Sue ended her week about $4 under budget but still let us know that this challenge was not easy. She said that the experience opened up a lot of interesting conversations and made her think that those relying on food stamps in reality would get creative and use food banks and other resources. However, supporting an entire family on a limited budget, she thought, would be much more difficult.
Liz and her family have a sweet tooth that would have been hard to ignore this week in favor of more wholesome foods, so to get around the money issue she discovered a recipe for delicious, affordable saltine toffee (I’ve made it myself and I can’t deny it is delicious!). Goes to show that everyone needs a treat once in a while.

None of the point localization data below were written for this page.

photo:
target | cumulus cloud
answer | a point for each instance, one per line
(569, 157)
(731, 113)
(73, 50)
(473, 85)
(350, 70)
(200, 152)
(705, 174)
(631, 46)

Me and Jaggergirl were on the same wavelength, as she commented about the Hunger Games as well saying, “it does make me think that it might be a good idea to solve this food insecurity problem stat.” She also brought to light a very intriguing exhibit currently at the Burke museum called Hungry Planet, which shines a light on different food cultures throughout the world. It made her reflect about her own food culture, which resulted in quite a profound statement that “while food is a basic need, it is also deeply rooted in cultures around the world, and has meaning beyond sustenance.” Click here to see what other families around the world eat in an average week.
Leah and Sean had a successful day save for a sugar craving, and Hodo also managed to not buy any extra snacks at work. However, she exhibited signs of being hangry, since, like me, she is an emotional eater instead of being able to use extra food to cope with stress, she was a little grumpy. If it makes you feel any better, Hodo, I think your soup recipe looks great! Thanks for sharing.
Full Circle Farm shared their thoughts on the Hunger Challenge, saying that a big box of Full Circle fruits and veggies is an affordable way to be healthy and get a little adventurous with your food. Also KOMO came out with their best stories yet, with one about Community Kitchens Northwest, a program of United Way partner Seattle Tilth, led by dietician Leika Suzumura, who said that their afterschool classes “address hunger among children while teaching them cooking skills and knowledge to construct healthy food and lifestyle changes.” KOMO also shared a recent price comparison study done by Seattle University students who found that “most vegetables sold at the market had lower if not comparable prices to their grocery store counterparts” – good news for our local markets, which also accept SNAP benefits, by the way.
All in all Hunger Action Week 2012 has been a great success. The Hunger Challenge bloggers embraced the task and shared their experiences not only online but also got family, friends, and colleagues to join the convsersation. They, and over 1600 other Hunger Action Week participants, did their part to learn more about hunger right here in King County and donated food, hosted dinner parties, volunteered, and advocated in an effort to build a Hunger Free King County. We are all working toward the same goal, therefore we all need to work together – and I think this week showed us that it’s possible. Thank-you so much for your participation.